What is the title of your program?
Forest of the Enchanted Drag Queens: All Ages Storytime and LGBTQ+ Youth Resource Fair
Program or Outreach Description
A special event featuring two local drag queens who read bilingual stories and performed for all ages. The library also offered community resources for the LGBTQ+ youth.
Describe the planning and promotion you did to bring this program or outreach from an idea to reality.
Planning of this event began six months prior to the event by identifying a key community partner. Once we identified the Frida Cinema (independent cinema) we identified the drag performers who would be the focal point of the program. We met frequently throughout six months to plan stories, figure out logistics, and rehearse. The Frida Cinema was responsible for putting together the primary promotional logo with the agreed upon theme of “Forest of the Enchanted Drag Queens”. In-house staff members worked on flyers and social media promotion from that point.

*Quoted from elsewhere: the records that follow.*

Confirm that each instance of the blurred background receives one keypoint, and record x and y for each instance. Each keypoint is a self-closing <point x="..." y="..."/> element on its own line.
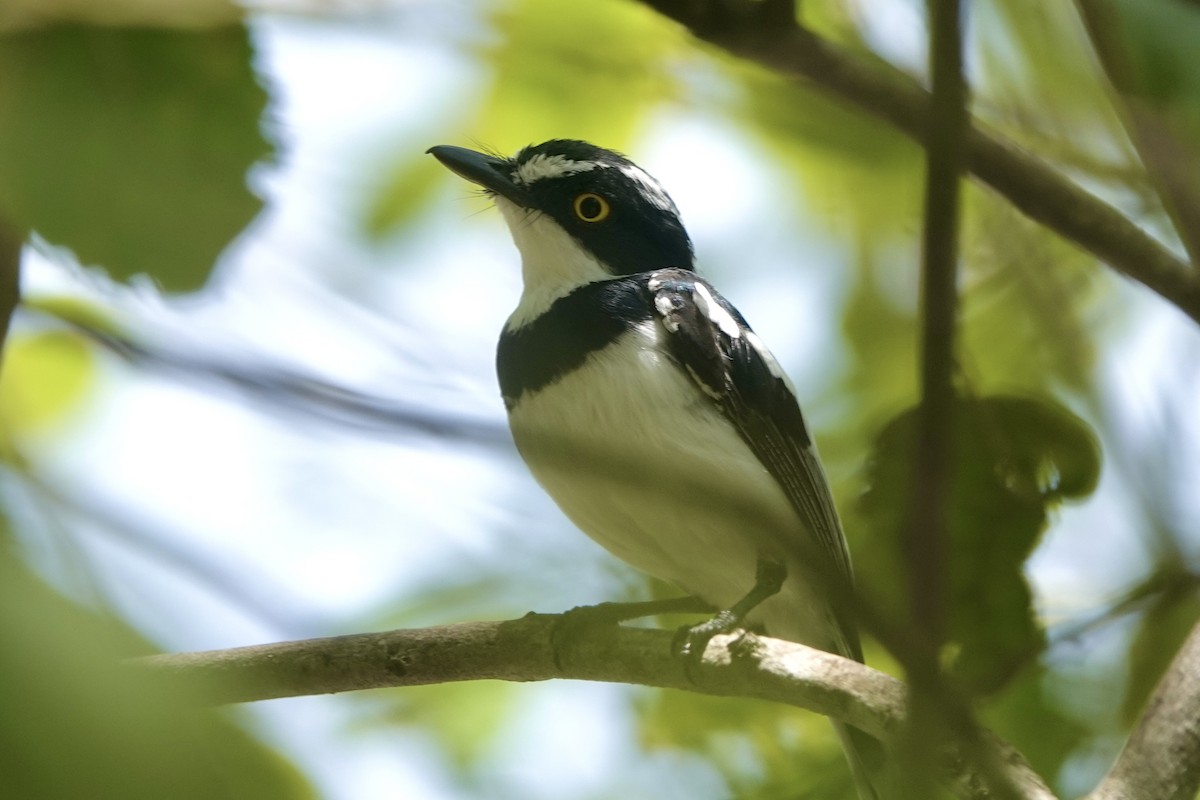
<point x="250" y="395"/>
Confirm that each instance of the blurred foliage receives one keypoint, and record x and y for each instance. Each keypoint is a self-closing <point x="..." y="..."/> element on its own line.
<point x="763" y="750"/>
<point x="1014" y="459"/>
<point x="131" y="148"/>
<point x="46" y="376"/>
<point x="131" y="145"/>
<point x="1174" y="611"/>
<point x="77" y="723"/>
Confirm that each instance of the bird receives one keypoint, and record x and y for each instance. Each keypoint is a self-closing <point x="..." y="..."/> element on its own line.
<point x="651" y="411"/>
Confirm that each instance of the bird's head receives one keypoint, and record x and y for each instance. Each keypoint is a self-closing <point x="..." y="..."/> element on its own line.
<point x="577" y="214"/>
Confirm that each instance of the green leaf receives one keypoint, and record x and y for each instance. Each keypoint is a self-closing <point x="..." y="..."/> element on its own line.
<point x="581" y="70"/>
<point x="1161" y="633"/>
<point x="1014" y="459"/>
<point x="45" y="378"/>
<point x="131" y="145"/>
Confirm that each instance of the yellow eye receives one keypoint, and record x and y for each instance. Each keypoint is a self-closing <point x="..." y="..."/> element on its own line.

Flyers were sent out to local organizations, the school district, and posted on various online platforms.
Who were your stakeholders and how did you create buy-in?

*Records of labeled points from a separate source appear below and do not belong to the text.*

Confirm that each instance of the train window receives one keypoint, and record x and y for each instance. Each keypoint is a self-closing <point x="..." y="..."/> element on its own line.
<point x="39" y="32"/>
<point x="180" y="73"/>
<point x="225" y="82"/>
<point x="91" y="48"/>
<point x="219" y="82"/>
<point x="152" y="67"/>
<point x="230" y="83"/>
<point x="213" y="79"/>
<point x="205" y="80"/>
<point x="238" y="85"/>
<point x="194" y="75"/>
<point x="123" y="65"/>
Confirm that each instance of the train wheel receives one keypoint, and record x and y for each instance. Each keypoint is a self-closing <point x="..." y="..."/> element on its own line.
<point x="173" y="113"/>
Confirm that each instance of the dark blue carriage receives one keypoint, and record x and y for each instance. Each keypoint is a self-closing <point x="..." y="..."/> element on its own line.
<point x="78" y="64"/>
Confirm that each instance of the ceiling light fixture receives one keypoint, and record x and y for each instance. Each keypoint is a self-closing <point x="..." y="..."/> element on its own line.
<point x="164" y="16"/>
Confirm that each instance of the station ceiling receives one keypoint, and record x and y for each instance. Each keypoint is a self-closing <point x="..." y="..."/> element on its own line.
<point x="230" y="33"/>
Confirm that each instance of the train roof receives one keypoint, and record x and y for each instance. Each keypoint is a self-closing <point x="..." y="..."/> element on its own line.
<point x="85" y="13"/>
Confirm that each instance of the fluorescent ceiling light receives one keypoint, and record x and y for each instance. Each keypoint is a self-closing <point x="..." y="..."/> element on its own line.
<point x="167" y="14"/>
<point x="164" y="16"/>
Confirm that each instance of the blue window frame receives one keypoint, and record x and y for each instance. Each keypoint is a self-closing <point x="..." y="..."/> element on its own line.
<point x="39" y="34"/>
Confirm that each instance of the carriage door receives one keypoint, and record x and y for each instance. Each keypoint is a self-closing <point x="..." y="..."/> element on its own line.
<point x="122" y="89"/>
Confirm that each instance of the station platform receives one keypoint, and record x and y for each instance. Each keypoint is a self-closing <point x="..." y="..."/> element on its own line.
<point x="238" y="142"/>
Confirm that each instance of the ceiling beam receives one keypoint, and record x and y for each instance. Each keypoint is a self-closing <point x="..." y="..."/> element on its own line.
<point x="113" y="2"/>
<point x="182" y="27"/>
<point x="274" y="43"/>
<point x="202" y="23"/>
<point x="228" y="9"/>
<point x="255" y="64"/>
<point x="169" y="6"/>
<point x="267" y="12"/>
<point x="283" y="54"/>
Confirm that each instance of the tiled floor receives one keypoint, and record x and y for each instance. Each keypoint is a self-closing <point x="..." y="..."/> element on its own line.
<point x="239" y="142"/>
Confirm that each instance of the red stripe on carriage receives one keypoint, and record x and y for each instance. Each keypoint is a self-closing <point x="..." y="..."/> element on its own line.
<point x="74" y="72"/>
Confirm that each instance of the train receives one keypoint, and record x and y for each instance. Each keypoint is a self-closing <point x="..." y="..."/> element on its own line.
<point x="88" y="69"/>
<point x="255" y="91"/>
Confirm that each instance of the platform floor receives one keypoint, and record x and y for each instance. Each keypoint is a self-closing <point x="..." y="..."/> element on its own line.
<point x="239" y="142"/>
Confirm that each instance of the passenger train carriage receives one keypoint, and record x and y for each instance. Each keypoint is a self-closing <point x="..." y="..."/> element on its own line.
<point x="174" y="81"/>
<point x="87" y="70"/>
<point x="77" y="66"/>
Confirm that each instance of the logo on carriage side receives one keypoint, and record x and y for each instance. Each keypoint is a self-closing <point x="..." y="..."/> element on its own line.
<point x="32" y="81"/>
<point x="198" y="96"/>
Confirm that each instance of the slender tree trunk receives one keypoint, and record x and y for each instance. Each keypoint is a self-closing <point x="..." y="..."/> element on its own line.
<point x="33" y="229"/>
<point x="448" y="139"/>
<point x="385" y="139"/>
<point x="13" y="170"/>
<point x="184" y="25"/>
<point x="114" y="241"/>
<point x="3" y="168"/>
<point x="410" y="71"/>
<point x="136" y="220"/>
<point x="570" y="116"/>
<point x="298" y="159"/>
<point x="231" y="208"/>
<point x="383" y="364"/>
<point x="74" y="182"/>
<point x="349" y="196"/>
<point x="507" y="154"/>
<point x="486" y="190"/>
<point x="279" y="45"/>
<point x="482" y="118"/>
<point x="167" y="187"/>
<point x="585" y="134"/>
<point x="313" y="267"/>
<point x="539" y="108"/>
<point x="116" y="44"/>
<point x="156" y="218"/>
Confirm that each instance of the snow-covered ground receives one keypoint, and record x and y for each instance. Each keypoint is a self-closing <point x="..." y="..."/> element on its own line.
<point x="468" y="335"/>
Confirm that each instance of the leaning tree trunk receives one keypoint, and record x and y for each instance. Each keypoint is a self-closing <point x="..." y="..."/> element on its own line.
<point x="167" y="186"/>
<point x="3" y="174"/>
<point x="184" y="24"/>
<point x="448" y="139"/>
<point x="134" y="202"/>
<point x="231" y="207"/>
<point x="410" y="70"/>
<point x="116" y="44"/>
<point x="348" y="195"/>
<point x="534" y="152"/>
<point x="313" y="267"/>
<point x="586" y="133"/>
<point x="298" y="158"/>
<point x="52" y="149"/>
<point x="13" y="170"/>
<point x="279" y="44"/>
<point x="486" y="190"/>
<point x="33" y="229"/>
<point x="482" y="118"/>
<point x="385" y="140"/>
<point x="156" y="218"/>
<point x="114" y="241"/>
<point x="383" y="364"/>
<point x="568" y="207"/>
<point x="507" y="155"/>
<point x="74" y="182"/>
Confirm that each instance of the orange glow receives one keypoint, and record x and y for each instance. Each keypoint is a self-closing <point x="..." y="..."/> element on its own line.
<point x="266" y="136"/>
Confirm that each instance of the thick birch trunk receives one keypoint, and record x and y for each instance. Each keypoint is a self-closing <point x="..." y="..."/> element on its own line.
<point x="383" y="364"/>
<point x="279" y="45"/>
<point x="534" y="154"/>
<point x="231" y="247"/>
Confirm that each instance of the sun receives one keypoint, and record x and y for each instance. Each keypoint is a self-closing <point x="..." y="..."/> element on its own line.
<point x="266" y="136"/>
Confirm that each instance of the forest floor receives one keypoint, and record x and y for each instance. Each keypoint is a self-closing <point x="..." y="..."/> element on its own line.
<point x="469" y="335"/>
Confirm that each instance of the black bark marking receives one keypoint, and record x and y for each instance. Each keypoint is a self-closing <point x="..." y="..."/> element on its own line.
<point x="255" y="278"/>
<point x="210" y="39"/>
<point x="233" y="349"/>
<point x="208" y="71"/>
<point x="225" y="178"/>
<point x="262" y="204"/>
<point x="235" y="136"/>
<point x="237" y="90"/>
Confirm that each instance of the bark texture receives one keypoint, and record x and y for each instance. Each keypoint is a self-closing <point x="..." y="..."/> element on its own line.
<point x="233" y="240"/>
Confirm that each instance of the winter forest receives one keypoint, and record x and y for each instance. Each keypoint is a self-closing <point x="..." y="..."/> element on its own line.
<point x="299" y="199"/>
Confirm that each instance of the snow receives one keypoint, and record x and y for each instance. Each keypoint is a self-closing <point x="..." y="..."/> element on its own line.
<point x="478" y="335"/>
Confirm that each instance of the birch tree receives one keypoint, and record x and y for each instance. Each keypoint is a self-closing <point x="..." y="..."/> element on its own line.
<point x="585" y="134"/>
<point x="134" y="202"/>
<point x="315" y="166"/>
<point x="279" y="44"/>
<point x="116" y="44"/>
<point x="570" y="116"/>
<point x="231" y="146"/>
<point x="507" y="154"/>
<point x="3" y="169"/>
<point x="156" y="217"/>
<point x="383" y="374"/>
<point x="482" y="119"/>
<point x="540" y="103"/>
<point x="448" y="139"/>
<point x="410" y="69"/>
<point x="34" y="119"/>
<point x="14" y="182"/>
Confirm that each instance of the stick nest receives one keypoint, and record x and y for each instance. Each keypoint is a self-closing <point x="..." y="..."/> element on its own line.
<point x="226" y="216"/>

Community families in Santa Ana and the surrounding Orange County area. We created buy-in by making this an all ages program that would bring families with children of all ages as well as welcome teens and adults who hadn’t experienced this type of programming before. This is the first drag queen storytime program to take place in Orange County, CA so that was also emphasized.
What was your program/event/outreach budget? Was funding a help or a hindrance?

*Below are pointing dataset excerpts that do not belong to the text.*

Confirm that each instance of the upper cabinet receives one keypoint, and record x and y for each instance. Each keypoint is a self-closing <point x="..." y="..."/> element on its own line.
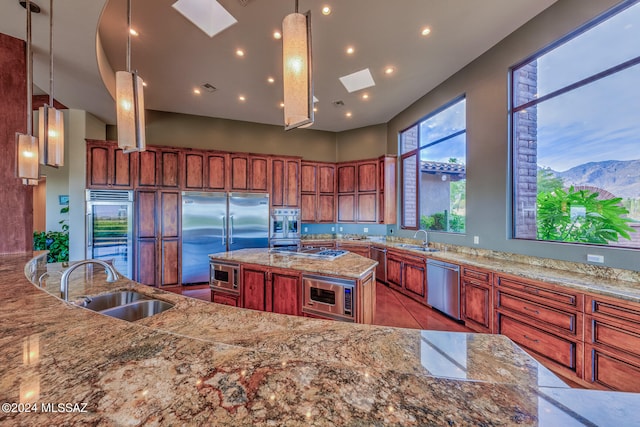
<point x="108" y="167"/>
<point x="285" y="182"/>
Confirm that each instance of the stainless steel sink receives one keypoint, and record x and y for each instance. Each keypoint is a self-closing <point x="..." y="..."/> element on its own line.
<point x="114" y="299"/>
<point x="138" y="310"/>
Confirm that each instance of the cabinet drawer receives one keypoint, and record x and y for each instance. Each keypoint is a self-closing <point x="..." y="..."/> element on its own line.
<point x="478" y="275"/>
<point x="612" y="371"/>
<point x="543" y="294"/>
<point x="600" y="332"/>
<point x="563" y="320"/>
<point x="557" y="349"/>
<point x="613" y="309"/>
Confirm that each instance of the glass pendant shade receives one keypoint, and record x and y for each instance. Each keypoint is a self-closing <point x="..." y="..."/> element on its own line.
<point x="296" y="68"/>
<point x="27" y="153"/>
<point x="130" y="112"/>
<point x="51" y="135"/>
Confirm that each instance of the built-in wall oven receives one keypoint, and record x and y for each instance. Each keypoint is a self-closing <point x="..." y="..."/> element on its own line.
<point x="224" y="277"/>
<point x="285" y="228"/>
<point x="329" y="297"/>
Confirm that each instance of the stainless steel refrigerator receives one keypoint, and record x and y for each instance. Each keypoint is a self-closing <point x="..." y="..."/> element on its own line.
<point x="109" y="223"/>
<point x="218" y="222"/>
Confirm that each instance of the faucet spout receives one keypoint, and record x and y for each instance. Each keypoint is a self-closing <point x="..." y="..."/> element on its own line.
<point x="112" y="275"/>
<point x="426" y="237"/>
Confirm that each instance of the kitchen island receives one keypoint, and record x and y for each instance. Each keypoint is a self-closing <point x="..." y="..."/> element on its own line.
<point x="208" y="364"/>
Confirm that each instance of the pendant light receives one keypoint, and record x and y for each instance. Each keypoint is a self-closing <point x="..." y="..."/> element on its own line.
<point x="51" y="120"/>
<point x="27" y="144"/>
<point x="297" y="70"/>
<point x="130" y="102"/>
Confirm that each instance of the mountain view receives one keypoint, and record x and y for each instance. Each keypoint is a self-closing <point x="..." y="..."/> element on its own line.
<point x="621" y="178"/>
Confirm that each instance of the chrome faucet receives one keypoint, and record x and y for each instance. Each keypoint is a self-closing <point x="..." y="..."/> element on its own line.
<point x="426" y="237"/>
<point x="112" y="275"/>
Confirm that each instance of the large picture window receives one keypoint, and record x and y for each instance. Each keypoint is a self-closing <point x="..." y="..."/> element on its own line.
<point x="575" y="118"/>
<point x="433" y="156"/>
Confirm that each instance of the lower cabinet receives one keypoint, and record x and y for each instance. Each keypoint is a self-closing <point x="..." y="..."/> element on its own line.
<point x="268" y="289"/>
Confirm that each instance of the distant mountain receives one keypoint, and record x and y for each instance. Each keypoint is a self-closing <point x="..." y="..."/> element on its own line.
<point x="621" y="178"/>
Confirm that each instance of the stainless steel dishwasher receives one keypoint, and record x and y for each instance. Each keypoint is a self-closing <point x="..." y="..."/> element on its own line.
<point x="443" y="282"/>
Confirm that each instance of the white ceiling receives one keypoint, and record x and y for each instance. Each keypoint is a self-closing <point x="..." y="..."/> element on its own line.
<point x="173" y="56"/>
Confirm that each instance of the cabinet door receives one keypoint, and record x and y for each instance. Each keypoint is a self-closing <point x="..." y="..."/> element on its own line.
<point x="147" y="168"/>
<point x="169" y="169"/>
<point x="217" y="171"/>
<point x="254" y="282"/>
<point x="367" y="207"/>
<point x="308" y="208"/>
<point x="367" y="173"/>
<point x="285" y="293"/>
<point x="326" y="179"/>
<point x="193" y="170"/>
<point x="477" y="306"/>
<point x="326" y="208"/>
<point x="346" y="207"/>
<point x="415" y="279"/>
<point x="239" y="172"/>
<point x="308" y="179"/>
<point x="259" y="173"/>
<point x="347" y="178"/>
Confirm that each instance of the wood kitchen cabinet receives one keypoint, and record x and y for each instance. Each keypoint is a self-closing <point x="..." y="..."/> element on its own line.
<point x="542" y="318"/>
<point x="285" y="179"/>
<point x="612" y="343"/>
<point x="318" y="187"/>
<point x="407" y="274"/>
<point x="249" y="172"/>
<point x="157" y="237"/>
<point x="108" y="167"/>
<point x="477" y="299"/>
<point x="269" y="289"/>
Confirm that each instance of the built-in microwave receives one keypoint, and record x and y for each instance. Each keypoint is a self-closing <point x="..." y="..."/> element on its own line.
<point x="329" y="297"/>
<point x="224" y="277"/>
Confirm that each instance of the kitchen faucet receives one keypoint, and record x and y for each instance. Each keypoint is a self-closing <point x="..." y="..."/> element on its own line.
<point x="426" y="237"/>
<point x="112" y="275"/>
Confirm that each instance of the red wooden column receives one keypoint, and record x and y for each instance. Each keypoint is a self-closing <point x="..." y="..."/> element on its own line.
<point x="16" y="200"/>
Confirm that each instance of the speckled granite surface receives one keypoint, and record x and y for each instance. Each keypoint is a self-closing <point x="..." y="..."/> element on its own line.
<point x="206" y="364"/>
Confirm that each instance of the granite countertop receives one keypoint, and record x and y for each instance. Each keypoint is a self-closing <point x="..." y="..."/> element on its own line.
<point x="623" y="284"/>
<point x="202" y="363"/>
<point x="349" y="265"/>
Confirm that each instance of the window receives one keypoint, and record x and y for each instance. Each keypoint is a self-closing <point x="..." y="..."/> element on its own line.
<point x="575" y="111"/>
<point x="433" y="158"/>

Our budget for this program was $500, funded by an LSTA Pitch-an-Idea grant “Youth Know Community Social Innovation Project”. This budget was used for pay our performers for their generous time and our community partner The Frida Cinema provided in-kind contributions as well as sought out other sponsors to provide a red carpet and AV equipment.
What was the biggest challenge you faced in putting your event together?
The biggest challenge we faced in putting this event together is that through our online promotion, several religious groups began creating some push back that generated some attention. There were threats that people were going to rally at a city council meeting, but many individuals who were in favor of the event showed up to demonstrate their desire for these types of programs. On the day of the event a group of about 20 individuals with signs began to form outside of the library in preparation to protest our event. Because we were open to all ages, it was a curve ball we had to catch. Prior to any disturbance, the police department was called to try to mediate the situation and informed them that no disruptions could be made. Several of the individuals infiltrated the event to sneak photos of the performers and the families and put them on social media to smear the library and the city’s program. They called staff ‘perverted’ and said we were ‘corrupting the youth’ and called the drag performers ‘things’. Nevertheless, The event was a success with over 200 attendees, but it was more heartbreaking to see that people with such negative perspectives are among the community we are meant to serve.
What’s next for you? Do you have anything new in the works?
Currently the library has no plans to put together another drag queen storytime type program because of the tension this created and the attention it got from our council. However, independently I am currently working with a local used bookstore to bring a drag storytime to the community. I feel that it might be easier to circumvent the ‘tax paying bible thumpers’ by using other community spaces to provide this type of programming. Although it is essential to have programs like this in every public library.
What advice do you have for those seeking to start GLBTQ+ programming/advocacy in their libraries?
It is absolutely crucial that you try every which way to get it done. There will be a lot of naysayers and hesitation, but a true advocate finds a way. If nothing else, change the climate in your work environment. Make your colleagues see that inclusion is the answer and diverse programming, services, and collections will follow.
Anything else you’d like to share with readers?
I love to learn about the different types of LGBTQ+ programming and services libraries provide! Keep them coming so we can all work together on raising awareness, building equity, and spreading love for all.